Try removing the partitions and reformatting.

Why not move up in the world to DOS 7.1?

http://www.ddvip.net/OS/dos/index2/soft/dos71_1.zip (floppy1)
http://www.ddvip.net/OS/dos/index2/soft/dos71_2.zip (floppy2)
or
http://www.ddvip.net/OS/dos/index2/soft/dos71scd.zip (CD install)

and Windows for Workgroups 3.11:

http://www.peteweb.com/oldos/wfw311.zip


----------



## starrekin61 (Dec 2, 2004)

hi. Elvandil. Don't know if i can reformat yet. how much memory does dos 7.1 need to run? thanks.


----------



## ChuckE (Aug 30, 2004)

starrekin61 said:


> how much memory does dos 7.1 need to run? thanks.


MS DOS 7.1 was what came bundled with Windows 98.
MS DOS 7.0 came with Windows 95
MS DOS 6.22 was the last MS version that you could buy as a stand-alone MS DOS.
(There was a version 6.3 and 7.0 IBM PC-DOS also, but I was talking about MS-DOS.)
See: http://www.sylpher.com/dosuser/doshist.htm
See: http://home.earthlink.net/~rlively/MANUALS/VERSIONS/INDEX.HTM

DOS, any version, is not so much dependent on memory. It is not like an OS that requires many different running processes to run the core. With DOS basically all you need is the COMMAND.COM (along with a loaded SYS file).
I'll bet you could run MS DOS 6.22 on as little as 256KBytes of memory.

Remember the old "full up" 640KB PC's, with the 256K of extended memory? "wow!"  They ran Windows 3.1 just fine.


----------



## Elvandil (Aug 1, 2003)

starrekin61 said:


> hi. Elvandil.

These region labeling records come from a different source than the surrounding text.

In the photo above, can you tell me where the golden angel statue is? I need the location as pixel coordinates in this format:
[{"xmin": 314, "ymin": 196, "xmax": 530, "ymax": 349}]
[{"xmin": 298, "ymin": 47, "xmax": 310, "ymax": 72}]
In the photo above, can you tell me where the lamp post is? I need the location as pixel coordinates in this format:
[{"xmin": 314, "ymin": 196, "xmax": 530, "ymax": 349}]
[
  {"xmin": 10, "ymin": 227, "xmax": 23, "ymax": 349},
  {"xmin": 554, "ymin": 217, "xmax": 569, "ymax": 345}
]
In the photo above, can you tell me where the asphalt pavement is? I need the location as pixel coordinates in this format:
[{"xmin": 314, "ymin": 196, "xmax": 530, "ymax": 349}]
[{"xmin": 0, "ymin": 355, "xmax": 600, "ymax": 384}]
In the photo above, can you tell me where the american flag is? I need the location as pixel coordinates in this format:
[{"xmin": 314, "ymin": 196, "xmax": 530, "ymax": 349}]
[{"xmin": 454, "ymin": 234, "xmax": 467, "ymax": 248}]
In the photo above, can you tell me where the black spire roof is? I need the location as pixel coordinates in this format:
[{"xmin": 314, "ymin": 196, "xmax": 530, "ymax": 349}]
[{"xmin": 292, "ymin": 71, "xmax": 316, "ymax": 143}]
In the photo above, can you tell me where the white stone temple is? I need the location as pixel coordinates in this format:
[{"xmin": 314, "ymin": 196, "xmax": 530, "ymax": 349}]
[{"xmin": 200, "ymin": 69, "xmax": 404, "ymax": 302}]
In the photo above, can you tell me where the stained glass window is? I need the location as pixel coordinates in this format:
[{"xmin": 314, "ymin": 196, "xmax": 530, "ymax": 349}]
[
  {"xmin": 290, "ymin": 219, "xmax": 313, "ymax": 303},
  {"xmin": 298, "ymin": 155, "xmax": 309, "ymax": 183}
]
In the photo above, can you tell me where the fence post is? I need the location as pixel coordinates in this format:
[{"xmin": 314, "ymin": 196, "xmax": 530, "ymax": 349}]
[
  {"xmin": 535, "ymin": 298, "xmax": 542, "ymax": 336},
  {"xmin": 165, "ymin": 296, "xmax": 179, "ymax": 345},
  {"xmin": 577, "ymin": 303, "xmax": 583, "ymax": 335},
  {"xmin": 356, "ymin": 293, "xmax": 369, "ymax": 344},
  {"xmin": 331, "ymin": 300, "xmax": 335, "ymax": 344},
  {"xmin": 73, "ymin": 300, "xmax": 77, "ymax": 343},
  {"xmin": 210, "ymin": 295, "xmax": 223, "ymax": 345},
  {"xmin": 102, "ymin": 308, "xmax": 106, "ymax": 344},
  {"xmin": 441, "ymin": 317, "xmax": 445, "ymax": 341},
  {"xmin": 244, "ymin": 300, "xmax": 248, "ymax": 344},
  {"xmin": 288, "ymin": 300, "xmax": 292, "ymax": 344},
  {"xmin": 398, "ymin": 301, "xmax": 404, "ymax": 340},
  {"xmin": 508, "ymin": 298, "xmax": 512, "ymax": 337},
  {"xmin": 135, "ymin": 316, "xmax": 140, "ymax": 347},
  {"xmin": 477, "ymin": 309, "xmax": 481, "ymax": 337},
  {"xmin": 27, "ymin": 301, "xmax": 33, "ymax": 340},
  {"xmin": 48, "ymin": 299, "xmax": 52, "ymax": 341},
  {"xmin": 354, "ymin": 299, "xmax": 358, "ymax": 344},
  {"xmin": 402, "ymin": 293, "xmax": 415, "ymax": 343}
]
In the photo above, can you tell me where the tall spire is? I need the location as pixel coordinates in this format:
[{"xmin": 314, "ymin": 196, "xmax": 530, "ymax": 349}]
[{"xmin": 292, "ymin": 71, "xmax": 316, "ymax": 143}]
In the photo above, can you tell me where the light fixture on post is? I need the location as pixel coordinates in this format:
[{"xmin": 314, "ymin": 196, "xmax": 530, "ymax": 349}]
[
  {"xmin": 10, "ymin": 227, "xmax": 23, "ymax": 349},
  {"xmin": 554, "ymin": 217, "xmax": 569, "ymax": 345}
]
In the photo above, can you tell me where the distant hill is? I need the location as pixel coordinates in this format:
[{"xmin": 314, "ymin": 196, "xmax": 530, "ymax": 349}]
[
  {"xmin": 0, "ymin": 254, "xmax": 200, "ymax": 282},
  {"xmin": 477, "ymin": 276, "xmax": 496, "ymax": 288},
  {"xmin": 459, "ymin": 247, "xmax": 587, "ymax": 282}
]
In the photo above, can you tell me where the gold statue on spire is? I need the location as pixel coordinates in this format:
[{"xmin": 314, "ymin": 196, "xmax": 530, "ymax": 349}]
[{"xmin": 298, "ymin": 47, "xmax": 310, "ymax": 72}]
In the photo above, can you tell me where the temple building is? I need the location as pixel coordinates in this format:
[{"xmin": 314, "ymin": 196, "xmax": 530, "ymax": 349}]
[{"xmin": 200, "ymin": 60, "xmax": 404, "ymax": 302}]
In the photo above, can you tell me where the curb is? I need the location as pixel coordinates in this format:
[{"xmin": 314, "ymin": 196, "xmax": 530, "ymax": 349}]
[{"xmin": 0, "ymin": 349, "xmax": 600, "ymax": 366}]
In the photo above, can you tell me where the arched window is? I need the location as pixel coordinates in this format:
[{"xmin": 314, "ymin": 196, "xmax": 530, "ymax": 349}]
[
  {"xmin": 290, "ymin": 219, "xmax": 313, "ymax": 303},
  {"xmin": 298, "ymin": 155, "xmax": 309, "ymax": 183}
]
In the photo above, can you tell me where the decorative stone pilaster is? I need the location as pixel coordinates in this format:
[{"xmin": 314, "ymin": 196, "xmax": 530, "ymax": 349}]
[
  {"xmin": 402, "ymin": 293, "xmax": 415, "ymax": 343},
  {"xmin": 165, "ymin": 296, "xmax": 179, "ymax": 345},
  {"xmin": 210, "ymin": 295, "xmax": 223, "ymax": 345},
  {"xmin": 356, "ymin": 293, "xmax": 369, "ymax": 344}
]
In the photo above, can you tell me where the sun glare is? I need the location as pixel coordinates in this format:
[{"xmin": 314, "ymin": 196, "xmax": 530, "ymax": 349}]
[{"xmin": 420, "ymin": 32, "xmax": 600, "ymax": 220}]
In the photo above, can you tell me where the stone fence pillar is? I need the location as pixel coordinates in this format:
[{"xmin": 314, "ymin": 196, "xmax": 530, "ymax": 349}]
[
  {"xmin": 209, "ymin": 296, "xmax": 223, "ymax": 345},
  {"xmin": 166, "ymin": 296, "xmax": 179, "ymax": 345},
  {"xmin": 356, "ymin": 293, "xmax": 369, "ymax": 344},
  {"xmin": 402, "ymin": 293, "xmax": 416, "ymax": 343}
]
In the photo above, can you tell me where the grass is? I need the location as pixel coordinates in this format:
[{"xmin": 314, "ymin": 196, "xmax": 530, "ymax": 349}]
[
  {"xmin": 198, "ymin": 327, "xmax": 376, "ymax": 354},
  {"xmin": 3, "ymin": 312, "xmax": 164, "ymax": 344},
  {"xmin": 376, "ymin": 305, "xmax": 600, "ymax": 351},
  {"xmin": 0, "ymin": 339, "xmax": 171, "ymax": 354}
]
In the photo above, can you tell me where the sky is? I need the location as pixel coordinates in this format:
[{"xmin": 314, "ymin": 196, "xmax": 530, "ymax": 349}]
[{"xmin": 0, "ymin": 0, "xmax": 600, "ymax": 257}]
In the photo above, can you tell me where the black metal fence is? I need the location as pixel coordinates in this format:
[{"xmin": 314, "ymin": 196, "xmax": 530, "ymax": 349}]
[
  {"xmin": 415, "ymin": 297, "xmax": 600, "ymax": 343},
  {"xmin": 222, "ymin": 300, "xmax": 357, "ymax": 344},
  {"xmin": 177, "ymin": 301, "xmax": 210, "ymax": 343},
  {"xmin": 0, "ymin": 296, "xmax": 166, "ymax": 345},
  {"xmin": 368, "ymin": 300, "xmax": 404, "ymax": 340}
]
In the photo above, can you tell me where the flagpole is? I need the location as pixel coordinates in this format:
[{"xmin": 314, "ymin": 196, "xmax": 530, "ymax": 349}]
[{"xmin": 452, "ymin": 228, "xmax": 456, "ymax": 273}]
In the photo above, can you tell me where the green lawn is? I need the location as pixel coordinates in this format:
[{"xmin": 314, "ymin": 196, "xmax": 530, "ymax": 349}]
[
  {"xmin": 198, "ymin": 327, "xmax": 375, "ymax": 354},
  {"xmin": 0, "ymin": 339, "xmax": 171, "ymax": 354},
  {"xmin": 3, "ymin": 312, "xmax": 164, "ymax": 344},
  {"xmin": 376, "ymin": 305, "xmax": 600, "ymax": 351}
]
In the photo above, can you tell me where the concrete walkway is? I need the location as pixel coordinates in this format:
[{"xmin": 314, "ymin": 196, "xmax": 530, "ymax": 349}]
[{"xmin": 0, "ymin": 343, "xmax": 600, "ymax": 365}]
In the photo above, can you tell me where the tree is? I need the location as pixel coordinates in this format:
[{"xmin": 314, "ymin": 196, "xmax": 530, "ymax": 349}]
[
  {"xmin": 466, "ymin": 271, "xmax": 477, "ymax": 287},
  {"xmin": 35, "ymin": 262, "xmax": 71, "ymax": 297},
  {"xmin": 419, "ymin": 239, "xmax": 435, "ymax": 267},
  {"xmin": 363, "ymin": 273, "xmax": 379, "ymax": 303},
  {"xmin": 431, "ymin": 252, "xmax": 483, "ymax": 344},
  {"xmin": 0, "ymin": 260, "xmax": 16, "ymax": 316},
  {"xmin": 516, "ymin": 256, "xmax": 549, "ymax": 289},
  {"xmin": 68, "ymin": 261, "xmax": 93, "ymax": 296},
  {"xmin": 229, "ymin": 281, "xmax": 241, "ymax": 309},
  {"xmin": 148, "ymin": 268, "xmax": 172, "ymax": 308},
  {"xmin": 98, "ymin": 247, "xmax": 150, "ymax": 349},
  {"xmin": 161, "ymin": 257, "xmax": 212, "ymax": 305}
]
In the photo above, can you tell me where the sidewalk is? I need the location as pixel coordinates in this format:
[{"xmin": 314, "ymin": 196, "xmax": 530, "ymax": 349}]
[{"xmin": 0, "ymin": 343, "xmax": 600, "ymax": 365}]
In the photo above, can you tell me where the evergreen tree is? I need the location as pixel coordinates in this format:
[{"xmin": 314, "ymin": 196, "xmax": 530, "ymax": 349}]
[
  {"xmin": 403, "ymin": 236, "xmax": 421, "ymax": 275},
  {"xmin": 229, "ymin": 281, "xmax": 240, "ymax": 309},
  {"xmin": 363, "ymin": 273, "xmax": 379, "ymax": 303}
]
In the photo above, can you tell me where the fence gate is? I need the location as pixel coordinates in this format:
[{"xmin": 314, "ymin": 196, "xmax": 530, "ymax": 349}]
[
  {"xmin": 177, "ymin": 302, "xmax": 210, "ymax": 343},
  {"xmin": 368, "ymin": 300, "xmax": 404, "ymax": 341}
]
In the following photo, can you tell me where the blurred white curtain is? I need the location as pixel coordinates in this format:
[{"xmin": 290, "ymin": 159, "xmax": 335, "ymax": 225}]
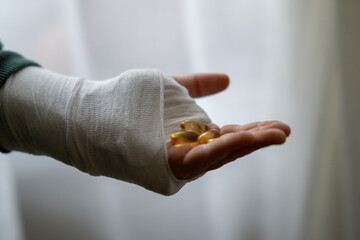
[{"xmin": 0, "ymin": 0, "xmax": 360, "ymax": 240}]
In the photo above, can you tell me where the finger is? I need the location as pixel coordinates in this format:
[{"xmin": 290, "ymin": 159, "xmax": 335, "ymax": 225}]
[
  {"xmin": 207, "ymin": 146, "xmax": 259, "ymax": 171},
  {"xmin": 173, "ymin": 73, "xmax": 229, "ymax": 97},
  {"xmin": 184, "ymin": 132, "xmax": 255, "ymax": 174},
  {"xmin": 253, "ymin": 129, "xmax": 287, "ymax": 147},
  {"xmin": 208, "ymin": 129, "xmax": 286, "ymax": 171}
]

Don't know if i can reformat yet. how much memory does dos 7.1 need to run? thanks.


No idea what memory requirements you have. How much memory in on that system?

Grab another hard drive and use the DOS 7.1 installation disks above to try it out. Or save what you have on that drive and try it out.


----------



## DaveBurnett (Nov 11, 2002)

I've got Wfwg 3.11 running under DOS 7.1 with long filename support. It only NEEDS 1mb, but runs better with 4-8Mb.
I also have a simple DOS 6.22 based version, without any specific drivers, that loads and runs in a RAMDISK off CD.


----------